Not yet, but I am super interested.

Do you have a way to excite the room and measure the pressure (frequencies) in the corners?

You probably need ^that^ to get the traps built to address the frequencies you want to suck up.

Get a mic and REW and do some measurements in the space.

Are you thinking of the mass loaded membrane traps?
Those are somewhat modellable, but I think you need to have the target freq, and then tune it by adding or taking away a bit of mass at the end… much like a passive radiator.

There are also the round bass traps, which could be added later, as well as active bass “traps”. But starting with the in-wall resonant ones makes a lot of sense.

Once you know the low frequency decay, then just treat the higher freqs so that their delay is similar. (I.e. don’t go overboard with super short ring down times for high frequencies, if the low notes are taking forever to decay.)

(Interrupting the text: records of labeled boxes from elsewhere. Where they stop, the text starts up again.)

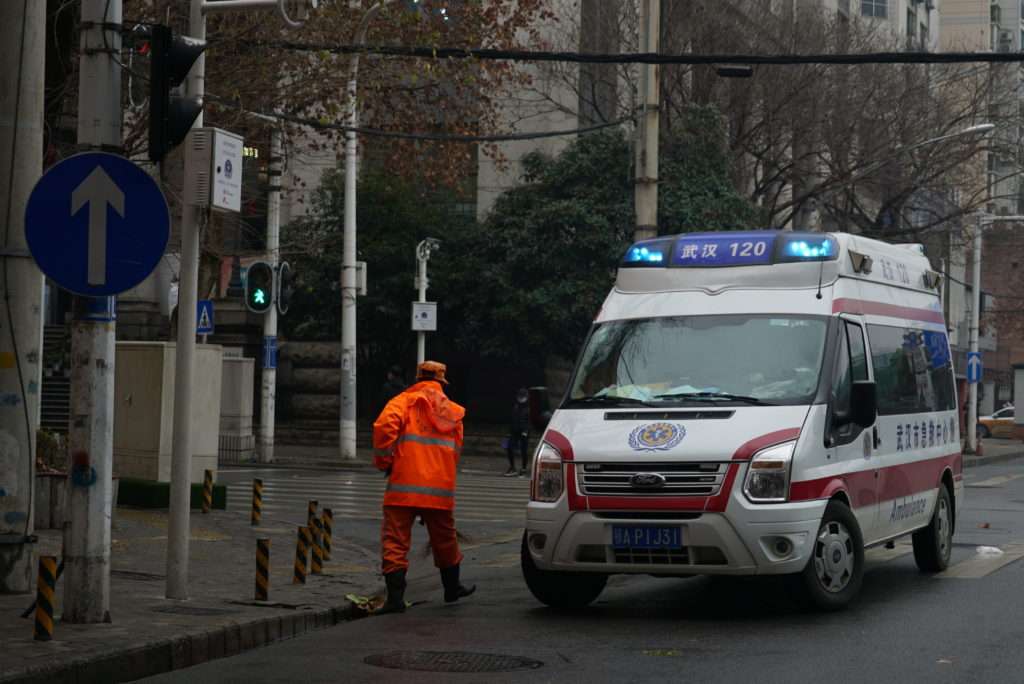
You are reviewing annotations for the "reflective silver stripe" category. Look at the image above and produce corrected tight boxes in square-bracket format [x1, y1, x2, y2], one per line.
[396, 434, 455, 448]
[387, 482, 455, 499]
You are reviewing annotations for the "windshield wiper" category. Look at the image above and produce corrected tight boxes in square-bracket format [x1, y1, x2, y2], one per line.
[569, 394, 651, 407]
[654, 392, 776, 407]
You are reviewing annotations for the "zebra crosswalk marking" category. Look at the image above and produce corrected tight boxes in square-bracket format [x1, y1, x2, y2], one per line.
[967, 473, 1024, 486]
[935, 542, 1024, 580]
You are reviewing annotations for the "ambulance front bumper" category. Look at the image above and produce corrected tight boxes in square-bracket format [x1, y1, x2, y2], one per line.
[526, 499, 825, 575]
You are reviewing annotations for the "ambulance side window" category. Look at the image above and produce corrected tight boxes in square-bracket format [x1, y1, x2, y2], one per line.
[833, 320, 867, 444]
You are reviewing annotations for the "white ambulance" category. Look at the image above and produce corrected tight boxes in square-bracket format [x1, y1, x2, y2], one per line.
[522, 230, 964, 610]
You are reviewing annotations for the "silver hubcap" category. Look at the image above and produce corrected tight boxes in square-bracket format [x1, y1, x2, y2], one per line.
[814, 520, 855, 594]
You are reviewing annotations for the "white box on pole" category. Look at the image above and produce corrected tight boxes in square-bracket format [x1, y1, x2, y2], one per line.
[413, 302, 437, 332]
[182, 127, 244, 212]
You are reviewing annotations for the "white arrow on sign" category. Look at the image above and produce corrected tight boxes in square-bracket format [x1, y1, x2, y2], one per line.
[71, 165, 125, 286]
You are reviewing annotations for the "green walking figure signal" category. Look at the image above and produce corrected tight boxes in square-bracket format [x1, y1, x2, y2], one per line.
[240, 261, 274, 313]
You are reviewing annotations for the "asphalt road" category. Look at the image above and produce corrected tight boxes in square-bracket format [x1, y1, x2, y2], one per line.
[146, 459, 1024, 684]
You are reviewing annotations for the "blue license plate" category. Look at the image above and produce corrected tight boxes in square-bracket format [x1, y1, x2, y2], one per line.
[611, 525, 683, 549]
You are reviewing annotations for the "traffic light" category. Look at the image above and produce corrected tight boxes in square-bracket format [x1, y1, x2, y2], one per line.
[274, 261, 295, 313]
[150, 24, 206, 162]
[246, 261, 273, 313]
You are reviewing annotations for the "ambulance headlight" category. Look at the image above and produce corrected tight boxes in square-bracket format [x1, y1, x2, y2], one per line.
[743, 441, 797, 504]
[529, 441, 565, 504]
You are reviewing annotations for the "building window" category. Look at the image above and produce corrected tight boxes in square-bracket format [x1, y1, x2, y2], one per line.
[860, 0, 889, 19]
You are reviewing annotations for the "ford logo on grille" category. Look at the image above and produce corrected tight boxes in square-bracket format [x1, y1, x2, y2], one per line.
[630, 473, 665, 487]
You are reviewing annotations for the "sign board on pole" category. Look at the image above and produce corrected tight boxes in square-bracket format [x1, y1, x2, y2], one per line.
[196, 299, 213, 335]
[967, 351, 982, 382]
[25, 152, 171, 297]
[413, 302, 437, 332]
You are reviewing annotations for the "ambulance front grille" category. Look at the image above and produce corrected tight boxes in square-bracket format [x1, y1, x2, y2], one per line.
[577, 462, 729, 497]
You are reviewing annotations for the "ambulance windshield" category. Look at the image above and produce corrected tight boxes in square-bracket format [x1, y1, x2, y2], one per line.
[568, 314, 827, 405]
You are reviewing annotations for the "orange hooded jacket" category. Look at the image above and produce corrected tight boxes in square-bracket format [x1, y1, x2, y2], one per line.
[374, 380, 466, 510]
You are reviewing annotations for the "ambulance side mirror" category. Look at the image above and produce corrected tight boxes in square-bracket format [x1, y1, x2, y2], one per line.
[529, 387, 551, 433]
[836, 380, 879, 428]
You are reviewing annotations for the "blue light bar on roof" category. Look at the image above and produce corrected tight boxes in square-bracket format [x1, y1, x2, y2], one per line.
[623, 236, 675, 266]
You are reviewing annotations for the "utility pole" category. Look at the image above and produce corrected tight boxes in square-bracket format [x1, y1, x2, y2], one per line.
[164, 0, 206, 599]
[0, 2, 46, 594]
[633, 0, 662, 240]
[259, 127, 282, 463]
[62, 0, 121, 623]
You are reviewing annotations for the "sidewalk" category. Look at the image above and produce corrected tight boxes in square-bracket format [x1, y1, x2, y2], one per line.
[0, 439, 1024, 683]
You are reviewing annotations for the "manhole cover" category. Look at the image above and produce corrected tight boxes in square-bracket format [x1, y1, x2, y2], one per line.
[362, 651, 544, 672]
[152, 605, 242, 615]
[111, 570, 164, 582]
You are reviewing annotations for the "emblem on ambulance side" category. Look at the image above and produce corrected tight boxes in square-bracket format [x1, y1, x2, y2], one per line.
[629, 423, 686, 452]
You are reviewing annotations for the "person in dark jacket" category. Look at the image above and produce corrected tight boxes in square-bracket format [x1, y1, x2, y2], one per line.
[377, 366, 406, 415]
[505, 387, 529, 477]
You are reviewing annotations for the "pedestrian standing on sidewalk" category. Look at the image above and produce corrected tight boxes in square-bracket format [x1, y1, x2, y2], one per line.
[505, 387, 529, 477]
[374, 361, 476, 613]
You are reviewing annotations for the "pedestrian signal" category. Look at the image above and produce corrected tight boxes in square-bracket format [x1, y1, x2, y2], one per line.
[246, 261, 274, 313]
[274, 261, 295, 313]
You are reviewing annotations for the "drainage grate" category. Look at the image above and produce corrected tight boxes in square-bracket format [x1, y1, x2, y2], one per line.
[151, 605, 242, 615]
[111, 570, 164, 582]
[362, 651, 544, 672]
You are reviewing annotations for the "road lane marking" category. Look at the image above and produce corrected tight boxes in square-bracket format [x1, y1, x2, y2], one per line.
[935, 542, 1024, 580]
[967, 473, 1024, 486]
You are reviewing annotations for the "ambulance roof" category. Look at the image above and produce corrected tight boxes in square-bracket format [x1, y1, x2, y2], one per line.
[615, 230, 938, 293]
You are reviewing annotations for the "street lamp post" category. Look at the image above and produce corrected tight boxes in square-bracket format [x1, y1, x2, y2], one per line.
[801, 123, 995, 229]
[416, 238, 441, 364]
[338, 0, 403, 460]
[967, 211, 1024, 454]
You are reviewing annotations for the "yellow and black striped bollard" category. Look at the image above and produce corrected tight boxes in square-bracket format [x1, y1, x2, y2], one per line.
[252, 477, 263, 525]
[309, 518, 324, 574]
[292, 525, 310, 585]
[306, 499, 318, 529]
[324, 508, 334, 560]
[203, 470, 213, 515]
[256, 540, 270, 601]
[36, 556, 57, 641]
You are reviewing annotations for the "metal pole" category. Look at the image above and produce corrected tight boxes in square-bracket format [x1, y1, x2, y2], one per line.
[634, 0, 662, 240]
[61, 0, 121, 623]
[259, 127, 281, 463]
[165, 0, 206, 599]
[338, 0, 404, 460]
[967, 211, 982, 454]
[416, 240, 430, 364]
[0, 0, 46, 594]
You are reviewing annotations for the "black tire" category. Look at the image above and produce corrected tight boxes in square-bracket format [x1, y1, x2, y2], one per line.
[520, 533, 608, 610]
[786, 500, 864, 610]
[911, 484, 953, 572]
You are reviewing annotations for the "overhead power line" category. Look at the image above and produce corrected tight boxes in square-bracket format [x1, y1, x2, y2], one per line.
[238, 38, 1024, 66]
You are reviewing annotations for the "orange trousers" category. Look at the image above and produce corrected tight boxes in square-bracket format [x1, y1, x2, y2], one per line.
[381, 506, 462, 574]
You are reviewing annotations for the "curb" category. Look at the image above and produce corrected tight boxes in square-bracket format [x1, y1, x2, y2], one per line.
[0, 602, 367, 684]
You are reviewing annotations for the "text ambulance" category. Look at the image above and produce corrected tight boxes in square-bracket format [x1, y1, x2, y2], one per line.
[522, 230, 964, 609]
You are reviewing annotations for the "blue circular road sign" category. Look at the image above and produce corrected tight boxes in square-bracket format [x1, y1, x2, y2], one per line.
[25, 153, 171, 297]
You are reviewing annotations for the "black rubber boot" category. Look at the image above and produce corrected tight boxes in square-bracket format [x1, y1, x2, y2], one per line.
[440, 564, 476, 603]
[374, 567, 409, 615]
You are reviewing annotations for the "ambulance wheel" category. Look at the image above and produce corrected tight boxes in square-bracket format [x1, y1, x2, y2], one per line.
[787, 500, 864, 610]
[520, 535, 608, 610]
[911, 484, 953, 572]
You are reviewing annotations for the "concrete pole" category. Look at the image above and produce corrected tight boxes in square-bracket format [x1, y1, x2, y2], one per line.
[165, 0, 206, 600]
[62, 0, 121, 623]
[259, 128, 281, 463]
[967, 212, 982, 454]
[0, 0, 46, 594]
[416, 240, 430, 365]
[633, 0, 662, 240]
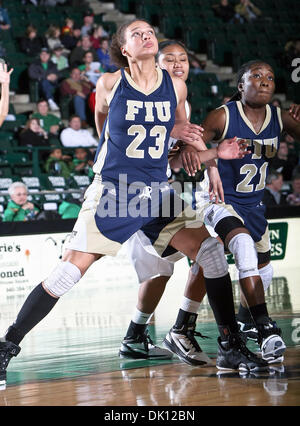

The resonant freq on the various places will likely be different along the walls… !

Lowest in corners, then long walls, then short walls.

Usually the most optimal solutions are mostly passive control, with some active control layered on top.

  It does remind me of a product though that didn't go far for room correction. Must have been a financial thing because it made sense to me. I remember some company that used correction in the form of an anti-bass wave being used to cancel out the nodes in the room. Basically a sample was taken during every moment of the music and a microphone and amplifier/speaker combination produced the anti-wave. Seems this system was placed in the corner of a room. Didn't hear much more about it after its inception. 

And using that active control, following the passive bass traps.

... It appears that speaker/listening room placement is the only way to minimize the effect of nulls?

Correct, a null and a peak are destructive interference and a constructive interference respectively.

However the room dimensions will define the peaks that exist in the corners and parallel walls.

This is why I mentioned a microphone in post #2 and #4. One can calculate what they should be, and where. One can also measure what the peaks are at a variety of “where” positions. Knowing that, then you have a map of where the modes are high that need to be absorbed, and what freqs they are at.

We do not get pressure nulls in the corners as easily as we get them in the listening position(s). (We get velocity nulls in the corners and walls,) And your treatments will be located at the walls, so you have the problem constrained there at the wall, and only need to measure there. (But measurements at the listening position should likely also be done.)

As the long modes will be longer, they will be at a lower frequency… and at a lower freq than say the short wall distance modes. And if the traps are low-Q, then they will largely suck out what they should. if they can be made with a lower Q and tuned in-situ then it get easier to be closer to perfection, but the low-Q obviates the need for being “overly perfect”.

Treatments fix the peaks. And yes placement the nulls.
So focus on the peaks for the wall treatment.